Oleh: Dr. Agusli Taher (Peneliti Pertanian)
Sejak setahun ini, gagasan Ir. Djoni tentang Sawah Pokok Murah (SPM) semakin viral. Bahkan Buku berjudul SAWAH POKOK MURAH-Murah Bagi Petani Tidak Merusak Lingkungan sudah diterbitkan Yayasan Dangau Inspirasi-Riset dan Pengembangan Pedesaan (DIRPP) sejak 2024.

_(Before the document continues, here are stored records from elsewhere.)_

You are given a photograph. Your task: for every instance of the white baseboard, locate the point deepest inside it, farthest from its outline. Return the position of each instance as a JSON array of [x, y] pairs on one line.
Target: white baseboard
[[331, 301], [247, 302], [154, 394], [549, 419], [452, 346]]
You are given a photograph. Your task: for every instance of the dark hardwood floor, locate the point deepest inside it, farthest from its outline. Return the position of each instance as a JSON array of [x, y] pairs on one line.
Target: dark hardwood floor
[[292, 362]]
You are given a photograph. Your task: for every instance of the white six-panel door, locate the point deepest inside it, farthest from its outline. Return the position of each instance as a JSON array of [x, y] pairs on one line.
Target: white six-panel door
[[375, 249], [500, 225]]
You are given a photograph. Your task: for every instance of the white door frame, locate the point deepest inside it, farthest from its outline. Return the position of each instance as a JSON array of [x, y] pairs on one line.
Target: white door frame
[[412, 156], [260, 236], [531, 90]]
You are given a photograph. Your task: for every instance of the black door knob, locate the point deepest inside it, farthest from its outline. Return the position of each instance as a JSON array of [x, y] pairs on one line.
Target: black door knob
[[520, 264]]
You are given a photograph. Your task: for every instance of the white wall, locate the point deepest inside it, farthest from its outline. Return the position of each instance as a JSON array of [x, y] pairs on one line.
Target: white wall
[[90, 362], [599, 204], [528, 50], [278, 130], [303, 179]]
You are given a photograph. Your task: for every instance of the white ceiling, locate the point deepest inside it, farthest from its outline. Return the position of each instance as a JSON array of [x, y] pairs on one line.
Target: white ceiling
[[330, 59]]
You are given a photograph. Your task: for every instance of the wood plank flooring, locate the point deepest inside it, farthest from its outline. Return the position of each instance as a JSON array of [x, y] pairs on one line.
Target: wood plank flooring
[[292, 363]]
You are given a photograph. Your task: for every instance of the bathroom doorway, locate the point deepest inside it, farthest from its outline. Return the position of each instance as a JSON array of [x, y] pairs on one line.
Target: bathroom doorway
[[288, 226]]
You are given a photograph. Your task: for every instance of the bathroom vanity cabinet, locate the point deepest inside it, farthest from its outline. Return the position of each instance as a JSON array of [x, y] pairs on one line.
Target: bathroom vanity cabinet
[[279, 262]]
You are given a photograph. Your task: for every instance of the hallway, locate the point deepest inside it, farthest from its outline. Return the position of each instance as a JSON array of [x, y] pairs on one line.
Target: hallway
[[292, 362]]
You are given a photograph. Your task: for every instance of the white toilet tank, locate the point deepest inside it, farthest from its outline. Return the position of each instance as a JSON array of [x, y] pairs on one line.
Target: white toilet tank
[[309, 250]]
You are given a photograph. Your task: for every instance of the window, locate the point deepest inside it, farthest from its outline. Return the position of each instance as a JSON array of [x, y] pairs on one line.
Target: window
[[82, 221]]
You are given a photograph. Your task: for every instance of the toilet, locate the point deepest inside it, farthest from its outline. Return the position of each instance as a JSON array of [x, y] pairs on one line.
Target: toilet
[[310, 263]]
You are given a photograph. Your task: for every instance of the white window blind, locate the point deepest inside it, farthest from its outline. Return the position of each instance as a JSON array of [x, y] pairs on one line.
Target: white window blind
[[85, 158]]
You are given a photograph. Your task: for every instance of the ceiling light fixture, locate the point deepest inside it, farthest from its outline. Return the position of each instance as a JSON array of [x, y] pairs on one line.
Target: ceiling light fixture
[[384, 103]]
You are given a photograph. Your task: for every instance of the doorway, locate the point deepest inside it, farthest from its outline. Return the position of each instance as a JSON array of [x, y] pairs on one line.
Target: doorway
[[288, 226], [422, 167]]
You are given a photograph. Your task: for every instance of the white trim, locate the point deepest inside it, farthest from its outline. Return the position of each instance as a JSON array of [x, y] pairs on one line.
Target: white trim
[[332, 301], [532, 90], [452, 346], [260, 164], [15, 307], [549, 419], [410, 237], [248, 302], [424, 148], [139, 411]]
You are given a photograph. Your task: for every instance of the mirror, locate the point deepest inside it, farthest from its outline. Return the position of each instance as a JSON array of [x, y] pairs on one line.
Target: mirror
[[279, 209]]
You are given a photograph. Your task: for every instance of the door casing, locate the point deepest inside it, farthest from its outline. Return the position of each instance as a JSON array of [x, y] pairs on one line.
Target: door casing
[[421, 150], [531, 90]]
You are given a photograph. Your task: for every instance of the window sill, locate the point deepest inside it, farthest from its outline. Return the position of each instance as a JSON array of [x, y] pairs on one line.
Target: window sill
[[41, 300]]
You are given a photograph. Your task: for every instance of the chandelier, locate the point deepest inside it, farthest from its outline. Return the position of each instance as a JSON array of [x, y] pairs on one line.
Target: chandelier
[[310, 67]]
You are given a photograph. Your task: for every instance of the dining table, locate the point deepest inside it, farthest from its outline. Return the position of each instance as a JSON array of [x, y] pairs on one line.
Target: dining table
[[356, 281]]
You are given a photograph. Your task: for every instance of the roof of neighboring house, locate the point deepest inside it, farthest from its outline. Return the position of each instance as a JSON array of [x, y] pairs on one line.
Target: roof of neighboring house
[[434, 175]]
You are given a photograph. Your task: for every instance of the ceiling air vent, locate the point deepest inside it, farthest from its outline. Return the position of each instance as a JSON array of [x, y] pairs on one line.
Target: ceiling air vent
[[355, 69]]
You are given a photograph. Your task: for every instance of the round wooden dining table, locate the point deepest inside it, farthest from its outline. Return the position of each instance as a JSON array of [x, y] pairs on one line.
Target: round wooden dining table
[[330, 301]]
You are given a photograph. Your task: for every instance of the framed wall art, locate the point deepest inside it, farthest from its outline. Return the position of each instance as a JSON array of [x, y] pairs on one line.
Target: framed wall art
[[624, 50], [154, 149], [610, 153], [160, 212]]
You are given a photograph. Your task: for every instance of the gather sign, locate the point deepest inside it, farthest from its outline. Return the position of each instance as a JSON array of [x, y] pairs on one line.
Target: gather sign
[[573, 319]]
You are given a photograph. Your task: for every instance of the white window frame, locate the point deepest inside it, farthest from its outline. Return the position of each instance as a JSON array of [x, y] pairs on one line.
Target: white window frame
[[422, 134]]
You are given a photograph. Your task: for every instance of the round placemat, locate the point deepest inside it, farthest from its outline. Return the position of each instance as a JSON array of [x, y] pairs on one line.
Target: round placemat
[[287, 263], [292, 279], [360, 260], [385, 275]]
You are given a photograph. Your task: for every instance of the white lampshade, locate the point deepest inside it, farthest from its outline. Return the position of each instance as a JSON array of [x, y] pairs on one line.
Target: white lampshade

Kebetulan empat bulan yang lalu, saya dihadiahkan buku ini oleh Dr. Munzir Busnia, mantan Dekan Faperta Unand, salah seorang penulis diantara 13 orang penulis di buku itu. Hebatnya lagi, gaung SPM ini mendorong Ketua Komisi IV DPR RI, Titiek Soeharto dan Dirjen Tanaman Pangan ikut hadir di acara panen padi SPM di Agam tanggal 22 Juni 2025 lalu.
Di buku SPM itu, saya mengggarisbawahi kata Pengantar Ketua Yayasan Dangau Inspirasi Riset dan Pengembangan Pedesaan (DIRPP) yang menyebutkan bahwa SPM bukan hanya sekadar upaya pemutakhiran praktik budidaya padi sawah, melainkan solusi bagi masalah-masalah ekonomi dan ekologis yang ditimbulkan oleh praktik-praktik budidaya konvensional. Selain lebih praktis dan murah, SPM ternyata tidak merusak lingkungan, bahkan dalam hal tertentu memperbaikinya.
Artinya, SPM merupakan teknologi hebat dan langka. Sebab, belum pernah ditemukan teknologi budidaya pertanian yang mampu mengakomodasi keunggulan teknis, sosial, ekonomis, dan ekologis.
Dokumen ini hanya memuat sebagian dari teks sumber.